The most important aspect of your personal finance is undoubtedly your credit. Your credit score, often a mystical number of much confusion, is critical to your success in the financial realm. Without a respectable credit score, you will be unable to borrow money or obtain a home or vehicle loan. This number can literally hold you back from completing your goals and can severely limit your future.
The credit in your name has a direct bearing on the credit number. Thus people who do not use their credit cards properly and have huge bills running in their names lend a bad streak to their credit. A point to be noted is that it is not the amount you charge but it is the amount that is kept on credit that poses the threat of being harmful. It is important to keep a check on the monthly statement and you should endeavor to pay it in full each month.
In today’s society, identity theft is often a problem. If someone steals your identity, they can wreck your finances, ruin your credit, and tarnish your good name and reputation. In order to prevent identity theft, carefully monitor all your financial statements and safe guard your personal information.
The attitude of most people towards money is spending today and saving later, thus relegating saving for a later part of their life. But this habit catches them unawares in the later part of their life where they get jolted with the rude shocks of a fast approaching retirement date and a non-existent retirement fund. So do not wait for tomorrow, start saving today by putting some portions of your income in the retirement fund account.

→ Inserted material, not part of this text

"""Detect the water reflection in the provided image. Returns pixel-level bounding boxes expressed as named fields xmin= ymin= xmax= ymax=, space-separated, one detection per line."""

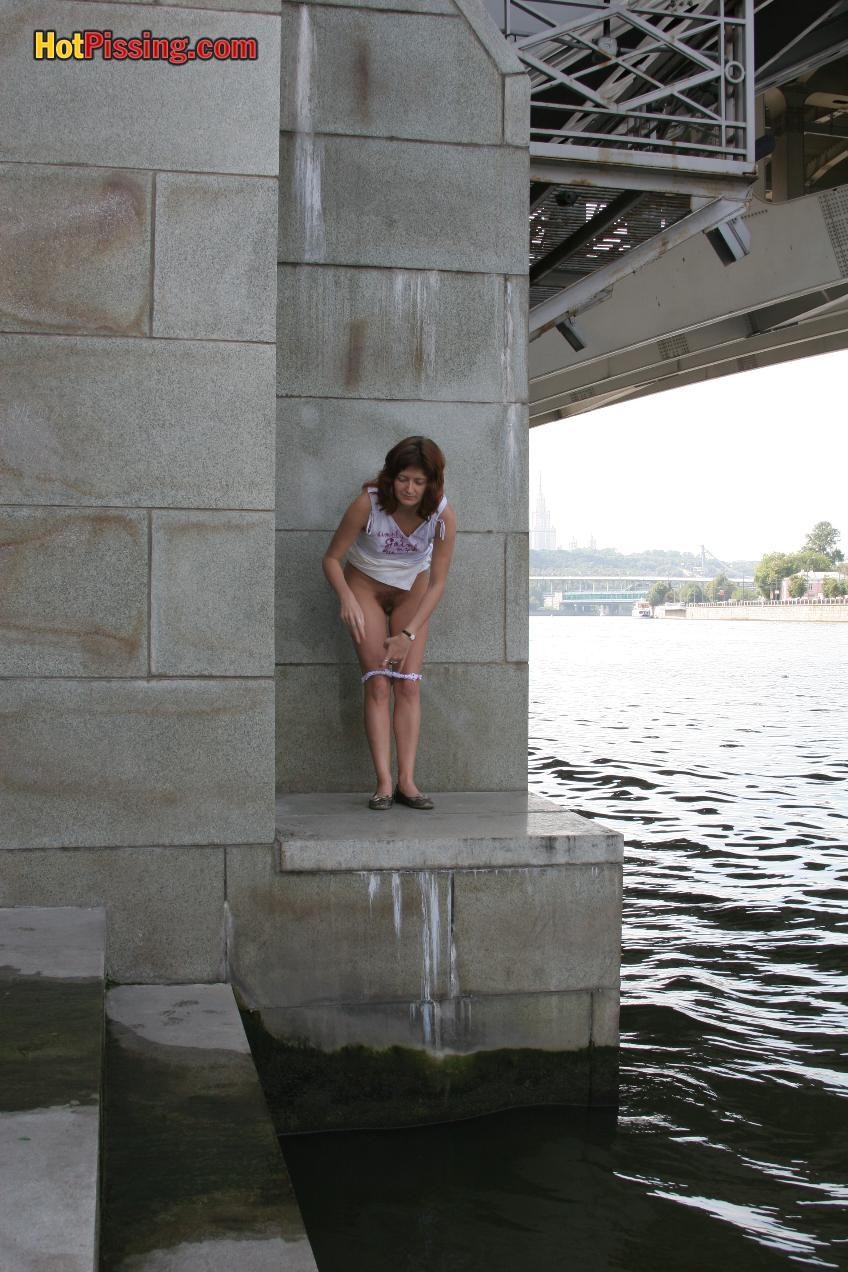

One of the best ways to handle the finances is a budget. This is the best way to keep a tab on the finances and keeping the spending in control. When you create a budget you need to make two columns, one meant for the incomes and the second for expenditures. You need to mention all the items of expenditure in the expenses column such as rent or mortgage payment, car payment, insurance, utilities, and food. Whatever is left after deducting all this from the income is the monthly excess that of course can be used in different ways.
It’s a good idea to consult an accountant if you are not sure about setting your personal finance records straight. This person will help you correct any potential problems and ensure nothing goes wrong in the future.
The world of finance is fascinating. There’s no need to be scared of it. Just keep your finances straight and you will be able to build, or rebuild, your credit score.